Your Investments: Part 8 of Financial Considerations When You Lose Your Spouse

Updated: Feb 3, 2020

Together – no one minds when “together” means eating ice cream, watching a great movie, opening presents. Together falls by the wayside when the activity isn’t fun, like when it comes to taking out the garbage or managing family finances. If it was your spouse who managed the money, the pain of loss can be magnified by money worries and the unease that comes with knowing there is a looming job to be done that you just haven’t gotten around to yet. Is investment management on that list? In our series on how to manage finances after the death of a spouse, we’re exploring tips from FINRA, a reliable financial source. Today, Tip 8: Your Investments.

Hire a Professional – Human or Robot

If you already have a financial professional and you are comfortable with him or her, there is no need to change. That person or firm can be a great source of help and comfort during this difficult and confusing time.

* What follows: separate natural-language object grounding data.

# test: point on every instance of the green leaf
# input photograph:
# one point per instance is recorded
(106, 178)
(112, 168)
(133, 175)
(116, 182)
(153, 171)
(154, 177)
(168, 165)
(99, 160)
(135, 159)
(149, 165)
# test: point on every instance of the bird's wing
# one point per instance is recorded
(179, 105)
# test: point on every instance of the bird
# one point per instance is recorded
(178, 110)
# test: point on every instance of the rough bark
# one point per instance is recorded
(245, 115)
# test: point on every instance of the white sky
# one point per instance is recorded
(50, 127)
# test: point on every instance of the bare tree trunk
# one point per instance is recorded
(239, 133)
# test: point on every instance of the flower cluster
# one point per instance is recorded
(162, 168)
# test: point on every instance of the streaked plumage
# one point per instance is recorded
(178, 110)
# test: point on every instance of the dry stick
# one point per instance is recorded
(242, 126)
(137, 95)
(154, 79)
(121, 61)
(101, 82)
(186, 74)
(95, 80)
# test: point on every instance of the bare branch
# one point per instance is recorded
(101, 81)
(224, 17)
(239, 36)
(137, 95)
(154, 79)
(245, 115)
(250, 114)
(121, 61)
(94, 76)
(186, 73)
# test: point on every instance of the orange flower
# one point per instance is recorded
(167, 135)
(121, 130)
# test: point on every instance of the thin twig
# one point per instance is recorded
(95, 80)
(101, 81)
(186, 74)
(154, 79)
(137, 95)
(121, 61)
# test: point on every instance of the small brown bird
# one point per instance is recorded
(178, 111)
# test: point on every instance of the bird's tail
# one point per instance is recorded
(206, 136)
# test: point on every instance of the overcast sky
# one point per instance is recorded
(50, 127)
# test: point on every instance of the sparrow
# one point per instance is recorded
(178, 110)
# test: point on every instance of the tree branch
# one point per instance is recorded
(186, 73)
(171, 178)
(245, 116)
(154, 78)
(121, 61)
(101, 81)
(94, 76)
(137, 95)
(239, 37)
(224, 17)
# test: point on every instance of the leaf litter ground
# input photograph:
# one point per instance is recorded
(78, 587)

However, if your spouse did everything on his or her own, and now you want help, you’ll want to do your homework in finding an investment professional. How can you find a financial advisor or planner who you can trust? Unfortunately, there are no fool-proof ways to guarantee honesty…or compatibility. Even so, you can do your homework to make sure you avoid advisors who have already behaved in unethical or criminal ways, and you can get references to see what current clients – and prior clients – think about that financial professional. The U.S. Securities and Exchange Commission’ investor site explains the value of BrokerCheck where you can look up the record of a broker or advisor at the BrokerCheck website. Although this site is extremely helpful, it won’t tell you if a financial professional is shady or too risky for you. That is a decision you have to make for yourself.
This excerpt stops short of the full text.